While sometimes appreciating God's position as the supreme creator and controller, these worshipers have little idea what He looks like, where He lives, how He dresses, what He likes to eat, or what He does in His spiritual kingdom beyond this material one. They therefore gravitate, in the name of serving God, towards serving in their goodness persons they do somewhat understand the poor, the sick, the hungry and distressed thus helping no one. They occasionally go so far as to say that the poor are God. "Those in goodness cannot understand the soul as a person," Srila Prabhupada warns. "This keeps them in goodness, and unless they are attracted by Krsna-katha they cannot be liberated." (Srimad-Bhagavatam 3.5.11, purport)

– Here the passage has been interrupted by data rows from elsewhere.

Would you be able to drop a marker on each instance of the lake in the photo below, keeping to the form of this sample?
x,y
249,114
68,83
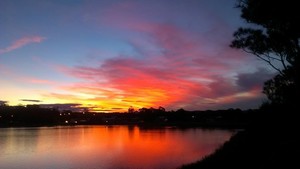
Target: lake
x,y
105,147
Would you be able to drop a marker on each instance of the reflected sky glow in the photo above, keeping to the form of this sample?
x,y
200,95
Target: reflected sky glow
x,y
105,147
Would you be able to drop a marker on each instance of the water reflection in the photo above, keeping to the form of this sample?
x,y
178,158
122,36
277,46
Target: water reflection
x,y
105,147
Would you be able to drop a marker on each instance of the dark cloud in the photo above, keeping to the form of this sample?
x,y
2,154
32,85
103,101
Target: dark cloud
x,y
248,81
64,106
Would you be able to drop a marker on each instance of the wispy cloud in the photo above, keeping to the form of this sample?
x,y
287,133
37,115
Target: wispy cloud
x,y
177,69
22,42
30,100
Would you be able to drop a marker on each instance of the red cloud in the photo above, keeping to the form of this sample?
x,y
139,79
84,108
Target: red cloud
x,y
177,70
22,42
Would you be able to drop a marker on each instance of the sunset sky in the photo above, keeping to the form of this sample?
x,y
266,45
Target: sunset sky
x,y
109,55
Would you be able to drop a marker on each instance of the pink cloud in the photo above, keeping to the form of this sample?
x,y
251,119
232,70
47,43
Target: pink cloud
x,y
22,42
177,70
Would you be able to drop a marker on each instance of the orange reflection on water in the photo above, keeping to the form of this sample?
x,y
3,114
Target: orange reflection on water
x,y
108,147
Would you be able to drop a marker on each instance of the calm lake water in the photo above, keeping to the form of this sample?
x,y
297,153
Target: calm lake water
x,y
105,147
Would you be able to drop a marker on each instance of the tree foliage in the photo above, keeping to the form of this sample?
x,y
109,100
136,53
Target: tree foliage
x,y
274,38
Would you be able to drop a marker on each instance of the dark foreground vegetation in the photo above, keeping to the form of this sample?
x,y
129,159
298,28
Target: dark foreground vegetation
x,y
33,115
271,140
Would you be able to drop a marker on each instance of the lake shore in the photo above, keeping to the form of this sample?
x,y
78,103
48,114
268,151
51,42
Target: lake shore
x,y
271,145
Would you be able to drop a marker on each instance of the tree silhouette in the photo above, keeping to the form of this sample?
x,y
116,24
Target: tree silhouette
x,y
274,38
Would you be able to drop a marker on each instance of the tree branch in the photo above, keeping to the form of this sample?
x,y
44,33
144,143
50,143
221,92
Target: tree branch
x,y
266,60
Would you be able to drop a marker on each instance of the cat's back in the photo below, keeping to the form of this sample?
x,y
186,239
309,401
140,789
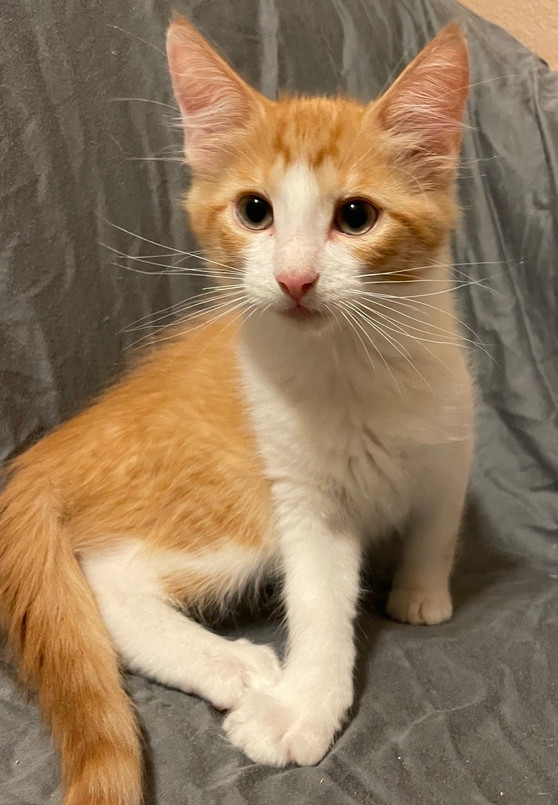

Krsna-katha means hearing, discussing, and glorifying the Supreme Lord in His personal forms. Such glorification purifies one's heart of all vague and impersonal conceptions of the Supreme. It powerfully impels one to render service to Him and to all living entities, whom Krsna claims in the Gita as His eternal individual parts. Devotional service to Krsna reduces, then eliminates altogether, the material miseries.
The best form of philanthropy, therefore the only effective form is to introduce oneself and others to the practice of Krsna-katha and devotional service. All other forms of welfare must continue, but always accompanied by Krsna-katha in order to develop and maintain the true perspective that doing good to others means helping them render devotional service with full knowledge and enthusiasm. Philanthropy without Krsna-katha is futile.
"Devotees are not unconcerned with the people's welfare," Srila Prabhupada assures us. "They are always anxious to see how the people can be made happy both materially and spiritually." (Srimad-Bhagavatam 4.14.7, purport) But they know that the root of all suffering is forgetfulness of our relationship with Krsna, that the miseries of material life are designed to propel us towards remembering Him, and that those miseries stay insurmountable until we do so.